Handy machine learning tools in the spirit of scikit-learn.
Project description
extrakit-learn
Machine learnings components built to extend scikit-learn. All components use scikit's object API to work interchangably with scikit components. It is mostly a collection of tools that have been useful for Kaggle competitions. extrakit-learn is in no way affiliated with scikit-learn in anyway, just inspired by it.
Installation
pip install xklearn
Components
- CategoryEncoder - Like scikit's LabelEncoder but supports NaNs and unseen values.
- CountEncoder - Categorical feature engineering on a column based on value counts.
- TargetEncoder - Categorical feature engineering on a column based on target means.
- MultiColumnEncoder - Apply a column encoder to multiple columns.
- FoldEstimator - K-fold on scikit estimator wrapped into an estimator.

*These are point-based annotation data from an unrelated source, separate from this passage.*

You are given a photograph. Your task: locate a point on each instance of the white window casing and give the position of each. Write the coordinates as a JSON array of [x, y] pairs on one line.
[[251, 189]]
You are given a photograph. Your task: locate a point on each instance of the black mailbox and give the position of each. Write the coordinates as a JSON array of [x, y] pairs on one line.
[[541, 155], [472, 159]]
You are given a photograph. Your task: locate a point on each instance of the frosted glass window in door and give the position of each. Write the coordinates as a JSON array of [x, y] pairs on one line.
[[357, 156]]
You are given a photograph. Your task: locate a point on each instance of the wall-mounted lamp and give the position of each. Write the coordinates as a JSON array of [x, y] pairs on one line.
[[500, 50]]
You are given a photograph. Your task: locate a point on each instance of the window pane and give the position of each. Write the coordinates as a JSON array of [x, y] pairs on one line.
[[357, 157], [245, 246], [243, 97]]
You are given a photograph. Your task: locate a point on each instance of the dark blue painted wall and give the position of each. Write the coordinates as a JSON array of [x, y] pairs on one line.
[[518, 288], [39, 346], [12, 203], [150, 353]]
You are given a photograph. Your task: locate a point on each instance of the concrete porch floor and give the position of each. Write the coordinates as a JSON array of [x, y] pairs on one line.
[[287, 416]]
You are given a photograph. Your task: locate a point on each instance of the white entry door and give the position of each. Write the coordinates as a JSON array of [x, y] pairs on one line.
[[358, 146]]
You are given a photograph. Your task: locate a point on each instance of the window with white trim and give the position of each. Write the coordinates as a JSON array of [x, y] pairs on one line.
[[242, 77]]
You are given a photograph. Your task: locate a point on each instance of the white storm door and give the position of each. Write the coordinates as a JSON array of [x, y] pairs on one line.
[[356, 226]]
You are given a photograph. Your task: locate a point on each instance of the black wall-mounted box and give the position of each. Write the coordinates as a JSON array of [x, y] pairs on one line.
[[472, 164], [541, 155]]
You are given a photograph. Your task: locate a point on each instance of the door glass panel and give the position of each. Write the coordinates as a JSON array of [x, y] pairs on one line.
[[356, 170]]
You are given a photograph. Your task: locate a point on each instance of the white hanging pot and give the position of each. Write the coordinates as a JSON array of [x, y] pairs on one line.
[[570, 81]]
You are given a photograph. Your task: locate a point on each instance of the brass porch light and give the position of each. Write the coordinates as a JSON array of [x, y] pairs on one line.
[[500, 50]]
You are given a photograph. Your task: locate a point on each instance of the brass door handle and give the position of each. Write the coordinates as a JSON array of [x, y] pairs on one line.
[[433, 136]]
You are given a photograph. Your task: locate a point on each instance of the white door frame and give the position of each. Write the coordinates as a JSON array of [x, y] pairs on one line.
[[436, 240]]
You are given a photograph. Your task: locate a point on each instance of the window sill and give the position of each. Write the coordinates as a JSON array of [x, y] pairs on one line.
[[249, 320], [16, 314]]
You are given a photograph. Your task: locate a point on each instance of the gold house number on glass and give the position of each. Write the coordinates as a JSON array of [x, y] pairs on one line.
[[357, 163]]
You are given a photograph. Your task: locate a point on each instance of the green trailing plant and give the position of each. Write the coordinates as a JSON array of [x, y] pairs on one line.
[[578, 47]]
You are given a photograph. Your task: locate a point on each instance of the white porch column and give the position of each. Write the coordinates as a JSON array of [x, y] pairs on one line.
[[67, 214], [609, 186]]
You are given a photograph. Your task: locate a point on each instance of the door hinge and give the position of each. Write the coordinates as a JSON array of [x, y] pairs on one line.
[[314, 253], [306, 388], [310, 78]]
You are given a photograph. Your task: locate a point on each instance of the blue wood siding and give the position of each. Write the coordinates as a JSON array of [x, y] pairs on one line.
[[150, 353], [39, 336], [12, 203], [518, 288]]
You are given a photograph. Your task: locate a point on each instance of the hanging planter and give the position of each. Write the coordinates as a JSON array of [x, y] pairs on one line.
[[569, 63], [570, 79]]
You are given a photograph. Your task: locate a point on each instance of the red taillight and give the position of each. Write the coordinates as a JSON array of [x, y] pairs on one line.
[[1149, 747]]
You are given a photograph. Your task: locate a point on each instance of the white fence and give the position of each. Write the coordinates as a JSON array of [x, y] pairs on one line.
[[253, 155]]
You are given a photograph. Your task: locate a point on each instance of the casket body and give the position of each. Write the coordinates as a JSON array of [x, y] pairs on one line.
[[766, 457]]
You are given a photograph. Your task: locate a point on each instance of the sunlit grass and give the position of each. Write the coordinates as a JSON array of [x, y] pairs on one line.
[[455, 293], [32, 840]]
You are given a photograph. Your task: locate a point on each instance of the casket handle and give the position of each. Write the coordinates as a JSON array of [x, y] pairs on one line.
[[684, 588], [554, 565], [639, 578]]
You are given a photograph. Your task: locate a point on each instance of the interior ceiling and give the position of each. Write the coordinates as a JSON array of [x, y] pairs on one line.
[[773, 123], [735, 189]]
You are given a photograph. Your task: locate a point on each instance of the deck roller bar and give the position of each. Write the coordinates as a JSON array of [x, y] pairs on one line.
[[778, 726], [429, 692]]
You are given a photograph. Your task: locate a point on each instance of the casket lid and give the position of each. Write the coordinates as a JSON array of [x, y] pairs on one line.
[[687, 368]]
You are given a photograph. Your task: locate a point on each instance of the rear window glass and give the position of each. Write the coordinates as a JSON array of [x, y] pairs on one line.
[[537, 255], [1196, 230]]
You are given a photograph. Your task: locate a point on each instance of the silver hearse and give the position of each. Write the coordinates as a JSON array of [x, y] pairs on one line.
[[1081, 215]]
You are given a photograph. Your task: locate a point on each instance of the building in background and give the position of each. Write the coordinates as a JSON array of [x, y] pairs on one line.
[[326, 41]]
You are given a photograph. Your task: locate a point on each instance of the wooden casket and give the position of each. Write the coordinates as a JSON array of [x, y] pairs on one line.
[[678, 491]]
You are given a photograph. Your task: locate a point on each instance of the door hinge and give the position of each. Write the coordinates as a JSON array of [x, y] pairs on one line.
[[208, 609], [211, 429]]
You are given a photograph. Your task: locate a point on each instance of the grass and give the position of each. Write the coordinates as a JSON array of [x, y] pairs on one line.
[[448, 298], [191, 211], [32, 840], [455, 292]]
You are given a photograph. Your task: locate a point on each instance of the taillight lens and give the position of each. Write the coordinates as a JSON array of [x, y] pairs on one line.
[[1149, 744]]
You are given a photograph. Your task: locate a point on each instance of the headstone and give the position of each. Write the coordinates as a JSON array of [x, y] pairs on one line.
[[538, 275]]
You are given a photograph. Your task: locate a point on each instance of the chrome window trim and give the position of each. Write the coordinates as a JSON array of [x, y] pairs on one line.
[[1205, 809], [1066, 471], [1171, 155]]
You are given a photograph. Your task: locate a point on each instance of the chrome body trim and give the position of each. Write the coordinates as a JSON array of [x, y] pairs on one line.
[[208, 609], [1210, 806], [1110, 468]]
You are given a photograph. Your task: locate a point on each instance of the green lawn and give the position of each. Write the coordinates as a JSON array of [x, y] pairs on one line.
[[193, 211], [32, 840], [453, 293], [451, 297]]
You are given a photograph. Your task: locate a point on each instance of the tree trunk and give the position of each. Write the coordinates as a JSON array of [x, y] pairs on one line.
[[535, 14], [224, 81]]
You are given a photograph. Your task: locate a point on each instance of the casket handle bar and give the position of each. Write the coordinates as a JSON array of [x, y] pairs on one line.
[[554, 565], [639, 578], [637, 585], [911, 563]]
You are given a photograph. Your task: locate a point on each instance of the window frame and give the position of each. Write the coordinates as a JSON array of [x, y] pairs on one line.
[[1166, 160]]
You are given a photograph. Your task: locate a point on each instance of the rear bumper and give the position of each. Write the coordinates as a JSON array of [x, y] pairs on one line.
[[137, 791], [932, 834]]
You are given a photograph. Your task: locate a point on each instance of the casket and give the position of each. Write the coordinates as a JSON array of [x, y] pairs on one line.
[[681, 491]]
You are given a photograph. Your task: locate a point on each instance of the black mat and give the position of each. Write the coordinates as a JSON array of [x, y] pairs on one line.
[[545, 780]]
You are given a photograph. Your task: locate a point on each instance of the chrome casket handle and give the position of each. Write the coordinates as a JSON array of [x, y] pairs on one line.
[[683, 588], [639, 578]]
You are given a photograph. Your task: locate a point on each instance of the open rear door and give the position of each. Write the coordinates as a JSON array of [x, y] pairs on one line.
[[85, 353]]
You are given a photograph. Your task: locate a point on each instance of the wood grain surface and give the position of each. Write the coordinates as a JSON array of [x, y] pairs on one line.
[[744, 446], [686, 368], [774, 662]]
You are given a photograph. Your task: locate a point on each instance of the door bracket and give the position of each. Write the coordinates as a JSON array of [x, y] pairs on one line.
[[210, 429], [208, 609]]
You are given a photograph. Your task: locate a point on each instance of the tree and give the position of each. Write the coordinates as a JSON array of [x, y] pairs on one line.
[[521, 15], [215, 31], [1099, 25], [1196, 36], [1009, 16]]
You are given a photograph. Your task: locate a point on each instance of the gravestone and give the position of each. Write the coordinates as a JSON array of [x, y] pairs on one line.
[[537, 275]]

- FoldLightGBM - K-fold on LGBM wrapped into an estimator.
- FoldXGBoost - K-fold on XGBoost wrapped into an estimator.
- StackClassifier - Stack an ensemble of classifiers with a meta classifier.
- StackRegressor - Stack an ensemble of regressors with a meta regressor.
- compress_dataframe - Reduce memory of a Pandas dataframe.
Hierachy
xklearn
│
├── preprocessing
│ ├── CategoryEncoder
│ ├── CountEncoder
│ ├── TargetEncoder
│ └── MultiColumnEncoder
│
├── models
│ ├── FoldEstimator
│ ├── FoldLightGBM
| ├── FoldXGBoost
| ├── StackClassifier
| └── StackRegressor
|
└── utils
Example
from xklearn.models import FoldEstimator
CategoryEncoder
Wraps scikit's LabelEncoder, allowing missing and unseen values to be handled.
Arguments
unseen
- Strategy for handling unseen values. See replacement strategies below for options.
missing
- Strategy for handling missing values. See replacement strategies below for options.
Replacement strategies
'encode'
- Replace value with -1.
'nan'
- Replace value with np.nan.
'error'
- Raise ValueError.
Example
from xklearn.preprocessing import CategoryEncoder
...
ce = CategoryEncoder(unseen='nan', missing='nan')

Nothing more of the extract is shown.